Depuis plus d'une demi-heure, les deux sexagénaires ont fait rugir le moteur de la grosse cylindrée au pied d'une des tours de Paese Novu, sans que cela ne semble émouvoir le voisinage, malgré l'heure matinale. André hausse les épaules : "y a toujours du bruit, ici. Et les murs des apparts sont en papier crépon. Alors c'est comme si on vivait tous les uns sur les autres".
Deux dames d'un certain âge, tenant un petit garçon par la main, sortent de l'immeuble qui nous fait face et adresse un signe de la main à nos deux bikers du dimanche; Gilles nous adresse un clin d'œil. "Quand je vous le disais, que tout le monde s'aime, à Paese Novu".
Le quartier, en ce début d'année 2024, a fait la Une des journaux. Et pas pour des raisons très glorieuses. Gilles en rigole. "Comme toujours, non ? Vous en avez souvent entendu parler en bien, de Lupinu ou de Paese Novu ?"
Poussée de fièvre
Le 13 janvier dernier, plusieurs centaines de personnes se réunissaient sur la pelouse du city-stade de Paese Novu pour dénoncer "un climat d'insécurité et de violence" dans les quartiers sud de Bastia. À l’origine de ce rassemblement, dont on ignore le nom des organisateurs, mais qui était encadré par le mouvement identitaire Palatinu, une rixe entre un jeune Corse et plusieurs personnes d'origine maghrébine, sur le parking d'un centre commercial.

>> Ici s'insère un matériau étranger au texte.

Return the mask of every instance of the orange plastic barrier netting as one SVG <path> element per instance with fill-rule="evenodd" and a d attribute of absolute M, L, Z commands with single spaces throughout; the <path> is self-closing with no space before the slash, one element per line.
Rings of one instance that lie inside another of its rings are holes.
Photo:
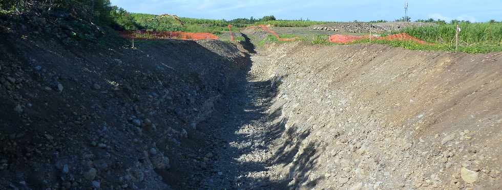
<path fill-rule="evenodd" d="M 351 36 L 348 35 L 334 34 L 329 36 L 329 42 L 338 43 L 348 43 L 362 39 L 369 39 L 370 36 Z M 425 41 L 421 40 L 420 39 L 410 36 L 406 33 L 401 33 L 398 34 L 390 35 L 384 37 L 378 37 L 372 38 L 376 40 L 412 40 L 420 44 L 426 44 Z"/>
<path fill-rule="evenodd" d="M 249 27 L 253 28 L 253 27 L 256 27 L 256 26 L 251 26 L 251 27 Z M 271 29 L 270 29 L 270 28 L 268 26 L 263 25 L 258 25 L 258 27 L 261 28 L 261 29 L 263 30 L 263 31 L 265 31 L 265 32 L 268 32 L 269 33 L 272 34 L 272 35 L 273 35 L 274 36 L 275 36 L 276 38 L 277 38 L 277 40 L 279 40 L 279 41 L 295 41 L 297 38 L 297 37 L 294 37 L 294 38 L 282 38 L 279 37 L 279 35 L 277 34 L 277 33 L 276 33 L 275 32 L 274 32 L 274 31 L 273 31 Z"/>
<path fill-rule="evenodd" d="M 182 40 L 218 39 L 218 36 L 209 33 L 191 33 L 175 32 L 121 32 L 122 37 L 129 39 L 156 40 L 162 39 L 178 39 Z"/>

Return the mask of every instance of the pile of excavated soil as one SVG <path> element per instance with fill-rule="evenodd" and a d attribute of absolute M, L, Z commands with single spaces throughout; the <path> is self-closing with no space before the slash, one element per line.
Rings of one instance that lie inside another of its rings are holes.
<path fill-rule="evenodd" d="M 502 187 L 500 54 L 302 42 L 266 52 L 252 72 L 277 86 L 269 186 Z"/>
<path fill-rule="evenodd" d="M 267 34 L 244 32 L 135 49 L 0 34 L 0 189 L 502 187 L 502 54 L 255 54 Z"/>
<path fill-rule="evenodd" d="M 417 22 L 336 22 L 319 25 L 309 28 L 314 30 L 325 30 L 339 32 L 355 33 L 383 33 L 395 31 L 403 28 L 411 26 L 432 26 L 434 23 Z"/>
<path fill-rule="evenodd" d="M 2 37 L 2 189 L 179 188 L 200 170 L 185 157 L 202 154 L 199 123 L 248 67 L 216 40 L 87 49 Z"/>

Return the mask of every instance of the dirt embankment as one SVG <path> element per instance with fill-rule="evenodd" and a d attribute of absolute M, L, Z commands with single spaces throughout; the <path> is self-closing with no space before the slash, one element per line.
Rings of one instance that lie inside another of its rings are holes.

Il y a quelques années, ça s'étripait tous les trois jours sur le port de Toga, et on n'a pas vu de manifestation dans le quartier
Gilles
La sphère politique s'est brièvement emparée de la question. Pendant ce temps, les réseaux sociaux ont été le théâtre d'un affrontement entre le camp des "wokistes" et le camp des "fascistes", selon les termes utilisés le plus souvent par chaque camp pour qualifier l'autre...

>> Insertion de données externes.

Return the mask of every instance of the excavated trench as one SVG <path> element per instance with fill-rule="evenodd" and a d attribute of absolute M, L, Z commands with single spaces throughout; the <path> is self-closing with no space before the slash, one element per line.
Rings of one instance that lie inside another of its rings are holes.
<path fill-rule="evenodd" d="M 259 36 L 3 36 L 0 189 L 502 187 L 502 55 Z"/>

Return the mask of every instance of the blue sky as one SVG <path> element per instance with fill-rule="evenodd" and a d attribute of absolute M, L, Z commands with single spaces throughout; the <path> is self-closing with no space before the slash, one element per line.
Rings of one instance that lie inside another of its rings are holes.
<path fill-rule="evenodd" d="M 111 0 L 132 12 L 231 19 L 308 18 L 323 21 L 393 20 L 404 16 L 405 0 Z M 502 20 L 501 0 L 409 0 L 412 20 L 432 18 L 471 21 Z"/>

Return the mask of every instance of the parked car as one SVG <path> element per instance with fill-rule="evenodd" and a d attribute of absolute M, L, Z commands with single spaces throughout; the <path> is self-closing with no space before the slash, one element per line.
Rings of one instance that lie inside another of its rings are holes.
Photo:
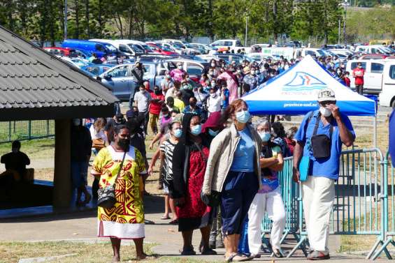
<path fill-rule="evenodd" d="M 380 105 L 395 109 L 395 60 L 385 63 L 382 70 L 382 91 L 379 96 Z"/>
<path fill-rule="evenodd" d="M 145 69 L 143 78 L 150 82 L 151 87 L 155 85 L 160 85 L 161 82 L 165 77 L 166 71 L 175 68 L 178 62 L 183 63 L 184 70 L 189 73 L 191 80 L 196 82 L 199 82 L 205 67 L 208 66 L 207 62 L 177 58 L 158 59 L 157 61 L 145 61 L 144 57 L 142 57 L 141 61 Z M 131 73 L 133 66 L 133 64 L 115 66 L 101 74 L 98 80 L 111 89 L 113 93 L 118 99 L 127 101 L 131 94 L 134 94 L 138 89 L 136 80 Z"/>
<path fill-rule="evenodd" d="M 97 77 L 113 67 L 114 67 L 114 65 L 111 64 L 93 64 L 84 66 L 81 69 L 89 73 L 92 77 Z"/>
<path fill-rule="evenodd" d="M 229 47 L 229 51 L 231 52 L 233 50 L 235 53 L 237 53 L 239 50 L 240 52 L 245 52 L 245 47 L 241 44 L 239 40 L 221 39 L 213 42 L 209 46 L 216 47 L 218 51 Z"/>
<path fill-rule="evenodd" d="M 62 43 L 62 47 L 86 50 L 95 53 L 99 58 L 106 55 L 115 55 L 117 51 L 115 47 L 110 44 L 78 39 L 65 40 Z"/>
<path fill-rule="evenodd" d="M 350 60 L 347 61 L 346 70 L 350 72 L 351 88 L 355 89 L 355 79 L 352 77 L 352 70 L 361 63 L 365 70 L 364 76 L 364 92 L 378 94 L 382 91 L 382 73 L 385 65 L 383 60 Z"/>
<path fill-rule="evenodd" d="M 385 59 L 388 55 L 382 54 L 366 54 L 359 57 L 359 60 L 369 60 L 369 59 Z"/>
<path fill-rule="evenodd" d="M 69 57 L 69 55 L 70 54 L 70 52 L 71 50 L 73 50 L 71 48 L 59 47 L 44 47 L 43 50 L 48 52 L 50 52 L 52 55 L 62 56 L 62 57 Z"/>
<path fill-rule="evenodd" d="M 141 47 L 136 45 L 133 40 L 126 39 L 116 40 L 108 39 L 90 39 L 89 41 L 110 43 L 115 47 L 118 50 L 124 52 L 128 56 L 138 56 L 145 52 Z"/>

Il nous a semblé nécessaire d'aller, sur place, recueillir le sentiment de celles et ceux qui y vivent, afin de mieux comprendre de quoi cette poussée de fièvre pourrait être le symptôme.
Gilles et André, eux, ont vu cela de loin. André vit à Saint-Joseph, et il n'a retenu de tout cela qu'une seule chose : "le rassemblement s'est passé dans le calme, alors que je pensais vraiment que ça allait castagner". Mais Gilles a passé les trente dernières années de sa vie ici.
Pourtant, ce jour-là, il est resté chez lui. Et n'a pas prêté une grande attention à toute cette affaire. "Paese Novu, Paese Novu, Paese Novu, on a entendu que ça pendant dix jours. Comme si on était un quartier de sauvages. Si ça n’avait pas concerné les quartiers sud, on n'en aurait pas fait tout un foin. Il y a quelques années, ça s'étripait tous les trois jours sur le port de Toga, on n'a pas vu de manifestation dans le quartier... Et nous, on a vu débarquer les fachos, et trente camions de CRS."
Méfiance
Ce qualificatif de "facho", Marie* le balaie d'un revers de main. Elle aussi vit dans le coin, et elle n'est pas du tout d'accord avec Gilles. "On les a vus repointer le bout de leur nez, les bien-pensants, après la manifestation de Paese Novu. Les ligues de droit de l'homme, les gauchos, les élus... On dénonce quelque chose en lien avec l'immigration, et tout de suite, on est des fachos. Ils me dégoûtent, tous, à nous critiquer".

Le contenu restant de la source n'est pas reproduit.